Fluorescence in situ hybridization was performed following the manufacturer’s protocol for the RNAscope Fluorescent Multiplex V2 Assay using the RNAscope Multiplex Fluorescent Reagent Kit v2 (ACDBio #323100). Sections were deparaffinized and incubated in hydrogen peroxide for 10 m at RT and incubated in 1X Target Retrieval for 15 m at RT, then incubated in Protease Plus for 30 m at 40 °C. Sections were incubated in a 50:1:1 mixture of RNAscope Probes CFP (ACDBio #529381), Mm-Cartpt-C2 (ACDBio #432001-C2), and Mm-Gal-C3 (ACDBio #400961-C3) for 2 h at 40 °C. This was followed by standard steps per the manufacturer’s instructions for staining and quenching. Sections were then incubated in RNAscope DAPI for 30 s at RT and mounted with ProLong Gold Antifade mounting media and imaged using a Nikon Eclipse Ti confocal microscope. A detailed protocol is provided in SI Appendix.
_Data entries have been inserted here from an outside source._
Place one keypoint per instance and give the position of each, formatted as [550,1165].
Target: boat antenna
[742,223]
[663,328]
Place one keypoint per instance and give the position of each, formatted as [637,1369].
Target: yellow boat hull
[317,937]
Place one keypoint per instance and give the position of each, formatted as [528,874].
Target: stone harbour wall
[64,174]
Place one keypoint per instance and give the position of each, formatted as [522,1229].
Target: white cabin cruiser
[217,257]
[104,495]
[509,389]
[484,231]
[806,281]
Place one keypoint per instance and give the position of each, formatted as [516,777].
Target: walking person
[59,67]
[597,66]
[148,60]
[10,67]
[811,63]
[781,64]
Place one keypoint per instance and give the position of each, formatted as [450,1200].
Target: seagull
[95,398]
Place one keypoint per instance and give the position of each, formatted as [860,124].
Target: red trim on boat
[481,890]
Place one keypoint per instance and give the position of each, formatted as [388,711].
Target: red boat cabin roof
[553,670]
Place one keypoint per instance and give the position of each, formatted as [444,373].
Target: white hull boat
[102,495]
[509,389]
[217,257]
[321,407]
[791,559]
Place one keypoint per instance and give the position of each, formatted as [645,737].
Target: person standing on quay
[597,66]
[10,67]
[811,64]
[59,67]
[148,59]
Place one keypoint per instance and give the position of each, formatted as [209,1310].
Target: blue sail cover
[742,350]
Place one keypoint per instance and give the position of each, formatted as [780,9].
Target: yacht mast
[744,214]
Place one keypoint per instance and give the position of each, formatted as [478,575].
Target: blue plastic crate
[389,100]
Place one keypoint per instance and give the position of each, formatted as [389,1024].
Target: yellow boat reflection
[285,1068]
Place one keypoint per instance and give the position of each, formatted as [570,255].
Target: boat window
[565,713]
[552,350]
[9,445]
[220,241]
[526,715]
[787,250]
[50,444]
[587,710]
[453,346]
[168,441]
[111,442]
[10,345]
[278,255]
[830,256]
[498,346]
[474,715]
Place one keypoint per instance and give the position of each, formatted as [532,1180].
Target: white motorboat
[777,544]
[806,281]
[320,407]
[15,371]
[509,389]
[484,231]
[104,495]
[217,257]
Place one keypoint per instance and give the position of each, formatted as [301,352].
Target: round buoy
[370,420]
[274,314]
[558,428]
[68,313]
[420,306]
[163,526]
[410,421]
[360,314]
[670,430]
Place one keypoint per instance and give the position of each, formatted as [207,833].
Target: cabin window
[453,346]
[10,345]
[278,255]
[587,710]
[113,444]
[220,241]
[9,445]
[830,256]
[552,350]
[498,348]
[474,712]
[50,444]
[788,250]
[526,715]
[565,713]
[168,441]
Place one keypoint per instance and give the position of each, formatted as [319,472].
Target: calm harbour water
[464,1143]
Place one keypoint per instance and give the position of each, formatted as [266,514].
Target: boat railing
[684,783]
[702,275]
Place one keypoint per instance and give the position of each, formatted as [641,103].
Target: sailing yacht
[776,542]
Proliferation Assay and Quantification.

To measure cell cycle occupancy, we stained replicate Ret^CFP/+ and Ret^CFP/CFP whole GI tracts from both male and female mice at E14.5 for phosphohistone H3 (Anti-H3S10p; Millipore Sigma #06-570), an immunomarker specific to cells undergoing mitosis (85), and CFP protein (Anti-GFP; Aves labs #GFP-1010) using the immunofluorescence assay described above. Confocal stack images were acquired on the Nikon Eclipse Ti confocal microscope with a 40× oil objective and type A immersion oil and quantified using a custom CellProfiler (86, 87) workflow. A detailed protocol is provided in SI Appendix.

Supplementary Material

Appendix 01 (PDF)

Dataset S01 (XLSX)

Dataset S02 (XLSX)

Dataset S03 (XLSX)

Dataset S04 (XLSX)

Dataset S05 (XLSX)

Dataset S06 (XLSX)

Dataset S07 (XLSX)

Dataset S08 (XLSX)

Dataset S09 (XLSX)

Dataset S10 (XLSX)

Dataset S11 (XLSX)

Dataset S12 (XLSX)

Data, Materials, and Software Availability

Raw and processed sequencing reads data have been deposited in NCBI Gene Expression Omnibus (GEO) (GSE192676) (88).